To Kael, it was a brutal reclamation of his former self.

​One. Two. Pivot. He swung the heavy wooden branch. In his mind, he wasn't five. He was six-foot-four, standing on a blood-slicked deck. His muscles screamed—this child's body didn't have the "engine" to run the "operating system" of a Viking Chief. His heart hammered against his ribs like a trapped bird.

​Again.

​He swung. The branch snapped against a tree trunk. The vibration rattled his small bones, but Kael didn't flinch. He just looked at the broken wood with cold, calculating eyes.

​"You're holding it wrong, kid."

​Kael froze. His instincts—honed through a thousand raids—told him someone was behind him long before the voice spoke. He didn't jump like a child. He turned slowly, eyes narrowed.

​A man sat on a mossy boulder. He wore leather armor reinforced with beast-scales that shimmered like oil on water. A long, notched sword was strapped to his back, and he was currently nursing a bandaged leg. An adventurer. A Hunter.

​"You've got the spirit," the man said, tossing a small apple to Kael. "But that stick is too top-heavy. You'll ruin your wrists before you're ten."

​Kael caught the apple with one hand—a reflex so fast the adventurer raised an eyebrow. Kael didn't eat it. He just stared. "The balance is fine. The wood is weak."

​The adventurer, a silver-ranked wanderer named Silas, chuckled. "The wood is weak? Kid, you're barely tall enough to reach my belt. Who taught you to move like that? To step into the strike instead of swinging from the shoulder?"

​"I taught myself," Kael lied. He couldn't exactly say I learned it while cutting the heads off Kings.

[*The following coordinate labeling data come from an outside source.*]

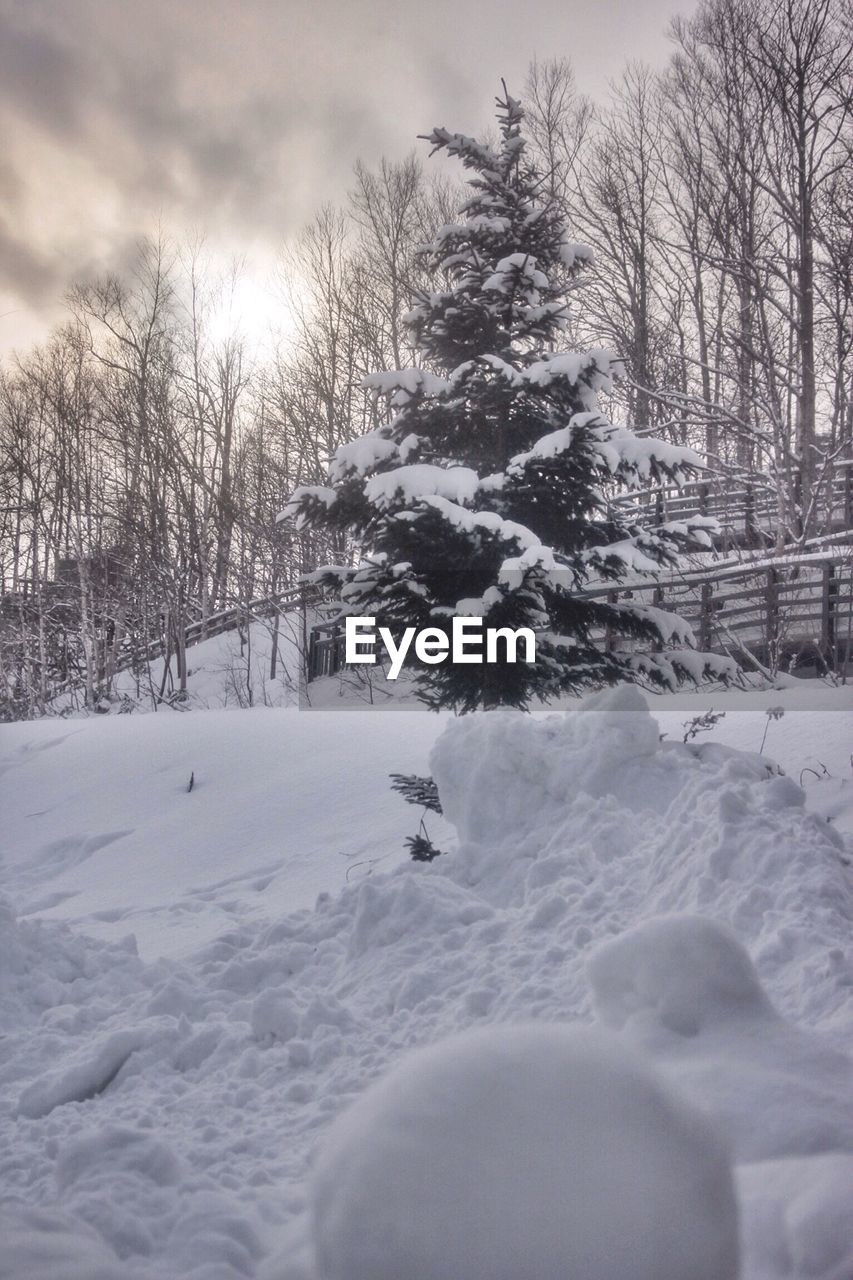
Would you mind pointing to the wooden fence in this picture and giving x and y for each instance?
(788, 609)
(796, 609)
(746, 503)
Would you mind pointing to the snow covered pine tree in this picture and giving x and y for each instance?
(484, 494)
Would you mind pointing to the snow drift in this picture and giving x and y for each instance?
(680, 895)
(534, 1151)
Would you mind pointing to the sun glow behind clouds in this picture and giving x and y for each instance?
(251, 305)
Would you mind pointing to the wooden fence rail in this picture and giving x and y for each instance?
(797, 608)
(746, 503)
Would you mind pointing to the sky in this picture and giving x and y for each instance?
(237, 119)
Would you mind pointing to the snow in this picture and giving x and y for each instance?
(402, 384)
(195, 988)
(409, 484)
(591, 1169)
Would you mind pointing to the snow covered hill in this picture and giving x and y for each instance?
(194, 984)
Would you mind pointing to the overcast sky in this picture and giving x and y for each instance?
(241, 117)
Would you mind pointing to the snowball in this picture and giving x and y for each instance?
(533, 1151)
(46, 1244)
(274, 1015)
(683, 972)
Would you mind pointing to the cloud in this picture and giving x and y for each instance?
(238, 118)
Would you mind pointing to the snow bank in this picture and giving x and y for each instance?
(534, 1151)
(682, 895)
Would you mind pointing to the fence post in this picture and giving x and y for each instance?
(612, 597)
(829, 603)
(311, 656)
(705, 616)
(772, 616)
(657, 600)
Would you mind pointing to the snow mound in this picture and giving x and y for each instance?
(683, 972)
(538, 1151)
(41, 1244)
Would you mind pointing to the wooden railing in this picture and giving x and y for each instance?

​Silas stood up, wincing as he put weight on his injured leg. He had seen "talented" kids before. He had seen noble brats with expensive tutors. But he had never seen a pair of eyes like Kael's. They weren't the eyes of a boy looking for adventure. They were the eyes of a predator looking for his lost teeth.

​"There's a hunt coming up," Silas said, more to himself than the boy. "The Academy in the capital is looking for 'sparks.' Kids who have the mana-flow to bond with a Spirit Beast."

​"Spirit Beast?" Kael asked.

​"Your soul-partner," Silas explained. "A monster you bond with. It grows as you grow. Without one, you're just a man with a sword. With one... you're a legend."

​Kael looked down at his small, calloused hands. In his old world, he relied only on his own strength. Here, strength came from a bond.

​If I am to kill a King, Kael thought, I will need more than just steel. I will need the monsters of this world at my heel.

​"Show me," Kael said.

​"Show you what?"

​"How a real Hunter fights."

​Silas grinned, drawing a short training dagger. "Alright, kid. Try to hit me with that stick. If you can even touch my cloak, I'll go talk to your parents about your future."

​Kael didn't hesitate. He didn't roar like a Viking—not yet. He simply dropped into a low crouch, his handsome face turning into a mask of pure, murderous focus.

​He didn't move like a child. He moved like a shadow.